Think women can’t do math? You’re wrong – but new research shows you might not change your mind, even if you get evidence to the contrary. A study of how both men and women perceive each other’s mathematical ability finds that an unconscious bias against women could be skewing hiring decisions, widening the gender gap in mathematical professions like engineering.
The inspiration for the experiment was a 2008 study published in Science that analyzed the results of a standardized test of math and verbal abilities taken by 15-year-olds around the world. The results challenged the pernicious stereotype that females are biologically inferior at mathematics. Although the female test-takers lagged behind males on the math portion of the test, the size of the gap closely tracked the degree of gender inequality in their countries, shrinking to nearly zero in emancipated countries like Sweden and Norway.

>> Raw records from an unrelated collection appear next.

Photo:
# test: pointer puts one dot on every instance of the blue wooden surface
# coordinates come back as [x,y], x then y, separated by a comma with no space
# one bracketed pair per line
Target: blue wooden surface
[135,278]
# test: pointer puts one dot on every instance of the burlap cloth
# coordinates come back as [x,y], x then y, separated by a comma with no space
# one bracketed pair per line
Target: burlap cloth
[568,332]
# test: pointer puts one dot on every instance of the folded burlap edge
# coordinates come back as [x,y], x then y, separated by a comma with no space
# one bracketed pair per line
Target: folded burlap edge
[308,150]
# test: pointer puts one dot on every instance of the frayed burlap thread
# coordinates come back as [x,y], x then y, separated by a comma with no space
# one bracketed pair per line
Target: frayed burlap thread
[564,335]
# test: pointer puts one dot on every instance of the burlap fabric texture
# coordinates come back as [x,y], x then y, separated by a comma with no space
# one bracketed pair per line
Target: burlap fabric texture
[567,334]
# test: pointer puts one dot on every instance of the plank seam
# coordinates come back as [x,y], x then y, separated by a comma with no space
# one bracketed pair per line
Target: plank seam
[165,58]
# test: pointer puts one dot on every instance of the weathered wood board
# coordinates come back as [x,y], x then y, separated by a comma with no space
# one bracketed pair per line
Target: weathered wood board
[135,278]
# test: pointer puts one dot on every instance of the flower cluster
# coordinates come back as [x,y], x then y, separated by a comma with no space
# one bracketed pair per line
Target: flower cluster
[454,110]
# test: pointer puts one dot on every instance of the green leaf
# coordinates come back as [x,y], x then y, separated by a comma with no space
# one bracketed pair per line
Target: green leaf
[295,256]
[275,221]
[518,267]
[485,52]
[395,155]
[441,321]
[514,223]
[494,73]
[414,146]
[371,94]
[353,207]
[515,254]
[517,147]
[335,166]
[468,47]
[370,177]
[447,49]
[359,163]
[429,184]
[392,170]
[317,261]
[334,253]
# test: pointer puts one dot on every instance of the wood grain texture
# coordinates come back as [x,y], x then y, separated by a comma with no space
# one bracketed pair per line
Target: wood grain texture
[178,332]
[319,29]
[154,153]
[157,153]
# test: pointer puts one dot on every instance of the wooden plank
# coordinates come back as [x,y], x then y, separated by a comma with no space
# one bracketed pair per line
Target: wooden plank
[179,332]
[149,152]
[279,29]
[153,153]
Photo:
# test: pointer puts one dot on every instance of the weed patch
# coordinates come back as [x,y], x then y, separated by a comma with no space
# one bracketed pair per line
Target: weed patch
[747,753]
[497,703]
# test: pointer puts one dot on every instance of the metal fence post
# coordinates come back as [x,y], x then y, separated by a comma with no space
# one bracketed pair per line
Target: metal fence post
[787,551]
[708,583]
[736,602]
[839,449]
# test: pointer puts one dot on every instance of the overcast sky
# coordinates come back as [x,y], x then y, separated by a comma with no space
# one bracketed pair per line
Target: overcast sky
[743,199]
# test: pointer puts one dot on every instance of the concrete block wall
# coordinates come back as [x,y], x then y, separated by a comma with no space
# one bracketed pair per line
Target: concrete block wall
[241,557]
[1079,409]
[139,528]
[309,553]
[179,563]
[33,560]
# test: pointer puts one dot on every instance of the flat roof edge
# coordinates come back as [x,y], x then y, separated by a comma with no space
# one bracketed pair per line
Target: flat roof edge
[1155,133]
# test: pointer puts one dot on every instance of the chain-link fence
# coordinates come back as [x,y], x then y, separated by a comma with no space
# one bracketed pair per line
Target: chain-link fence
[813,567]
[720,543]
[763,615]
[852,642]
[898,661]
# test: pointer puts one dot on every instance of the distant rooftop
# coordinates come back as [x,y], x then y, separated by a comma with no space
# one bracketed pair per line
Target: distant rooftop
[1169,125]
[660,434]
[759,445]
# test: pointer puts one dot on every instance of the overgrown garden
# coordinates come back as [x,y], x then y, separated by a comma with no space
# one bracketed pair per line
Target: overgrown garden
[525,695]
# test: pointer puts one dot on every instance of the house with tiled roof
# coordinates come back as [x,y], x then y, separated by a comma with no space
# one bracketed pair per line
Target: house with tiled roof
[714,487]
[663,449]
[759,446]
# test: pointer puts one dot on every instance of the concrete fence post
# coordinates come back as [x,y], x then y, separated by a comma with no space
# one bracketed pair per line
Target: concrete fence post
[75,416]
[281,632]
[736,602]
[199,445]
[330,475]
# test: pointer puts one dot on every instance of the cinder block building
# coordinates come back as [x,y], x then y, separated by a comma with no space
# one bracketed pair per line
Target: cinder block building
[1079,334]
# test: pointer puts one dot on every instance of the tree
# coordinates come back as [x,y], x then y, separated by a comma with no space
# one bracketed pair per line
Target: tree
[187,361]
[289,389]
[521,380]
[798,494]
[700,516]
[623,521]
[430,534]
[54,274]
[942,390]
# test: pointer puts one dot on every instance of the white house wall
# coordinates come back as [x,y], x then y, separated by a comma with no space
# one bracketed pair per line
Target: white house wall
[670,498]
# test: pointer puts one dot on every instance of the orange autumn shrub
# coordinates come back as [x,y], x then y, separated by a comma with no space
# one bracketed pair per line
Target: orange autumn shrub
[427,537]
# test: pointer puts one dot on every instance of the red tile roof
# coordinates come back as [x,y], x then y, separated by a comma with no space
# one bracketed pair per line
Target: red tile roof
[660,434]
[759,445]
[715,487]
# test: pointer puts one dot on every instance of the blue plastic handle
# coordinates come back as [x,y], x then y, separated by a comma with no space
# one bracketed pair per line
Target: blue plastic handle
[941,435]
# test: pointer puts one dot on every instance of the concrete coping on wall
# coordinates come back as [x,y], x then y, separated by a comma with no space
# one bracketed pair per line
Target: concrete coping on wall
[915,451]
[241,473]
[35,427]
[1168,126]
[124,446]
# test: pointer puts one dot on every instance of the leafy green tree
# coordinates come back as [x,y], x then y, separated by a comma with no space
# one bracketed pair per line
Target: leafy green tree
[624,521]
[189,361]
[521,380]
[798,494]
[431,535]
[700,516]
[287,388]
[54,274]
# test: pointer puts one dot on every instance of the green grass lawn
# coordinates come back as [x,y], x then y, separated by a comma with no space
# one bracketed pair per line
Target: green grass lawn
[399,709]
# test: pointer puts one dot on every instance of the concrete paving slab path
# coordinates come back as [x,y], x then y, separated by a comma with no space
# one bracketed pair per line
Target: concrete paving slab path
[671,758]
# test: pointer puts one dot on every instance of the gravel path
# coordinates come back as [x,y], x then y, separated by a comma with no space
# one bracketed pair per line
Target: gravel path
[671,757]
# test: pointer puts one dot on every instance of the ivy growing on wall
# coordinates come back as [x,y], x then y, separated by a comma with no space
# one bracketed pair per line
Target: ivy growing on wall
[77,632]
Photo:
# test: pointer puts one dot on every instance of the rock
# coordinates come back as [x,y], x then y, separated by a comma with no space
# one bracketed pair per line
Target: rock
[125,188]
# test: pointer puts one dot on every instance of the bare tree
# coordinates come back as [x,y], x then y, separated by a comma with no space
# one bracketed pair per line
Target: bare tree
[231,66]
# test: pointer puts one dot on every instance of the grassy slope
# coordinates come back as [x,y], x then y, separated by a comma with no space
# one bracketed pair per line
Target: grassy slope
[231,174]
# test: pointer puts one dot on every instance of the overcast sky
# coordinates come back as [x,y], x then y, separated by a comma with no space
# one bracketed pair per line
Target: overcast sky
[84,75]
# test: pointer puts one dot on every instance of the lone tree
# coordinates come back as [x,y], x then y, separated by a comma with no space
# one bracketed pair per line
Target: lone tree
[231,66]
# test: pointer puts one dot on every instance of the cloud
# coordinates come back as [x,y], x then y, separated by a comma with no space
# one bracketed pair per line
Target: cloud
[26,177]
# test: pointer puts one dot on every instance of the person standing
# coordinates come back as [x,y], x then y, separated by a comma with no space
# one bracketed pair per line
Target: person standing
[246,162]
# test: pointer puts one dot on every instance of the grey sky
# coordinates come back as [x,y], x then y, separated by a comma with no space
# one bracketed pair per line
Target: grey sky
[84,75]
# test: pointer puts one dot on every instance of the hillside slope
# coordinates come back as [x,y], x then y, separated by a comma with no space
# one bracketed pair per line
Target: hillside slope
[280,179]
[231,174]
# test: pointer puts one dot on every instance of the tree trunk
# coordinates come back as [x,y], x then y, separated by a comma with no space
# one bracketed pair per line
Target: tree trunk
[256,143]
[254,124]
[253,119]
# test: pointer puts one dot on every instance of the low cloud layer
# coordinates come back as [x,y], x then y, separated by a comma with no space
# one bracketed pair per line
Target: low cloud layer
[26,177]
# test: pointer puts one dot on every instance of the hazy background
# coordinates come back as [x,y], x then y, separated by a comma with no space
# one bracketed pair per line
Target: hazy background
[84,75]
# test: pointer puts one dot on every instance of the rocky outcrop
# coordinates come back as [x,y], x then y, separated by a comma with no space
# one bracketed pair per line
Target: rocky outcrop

That suggests that cultural biases rather than biology may be the better explanation for the math gender gap.
To tease out the mechanism of discrimination, two of the authors of the 2008 study, Paola Sapienza and Luigi Zingales, economic researchers at Northwestern University’s Kellogg School of Management in Evanston, Illinois, and the University of Chicago Booth School of Business in Illinois, respectively, teamed up with Ernesto Reuben, an experimental psychologist at Columbia Business School in New York City, to design an experiment to test people’s gender bias when it comes to judging mathematical ability.
Study participants of both genders were divided into two groups: employers and job candidates.
The job was simple: As accurately and quickly as possible, add up sets of two-digit numbers in a 4-minute math sprint. (The researchers did not tell the subjects, but it is already known that men and women perform equally well on this task.)
At the end of the experiment, the employers took the Implicit Association Test, which measures unconscious bias by forcing you to quickly group together various words. If you associate the word “man” with the word “math” more quickly than “woman” and “math,” for example, that reveals a possible bias.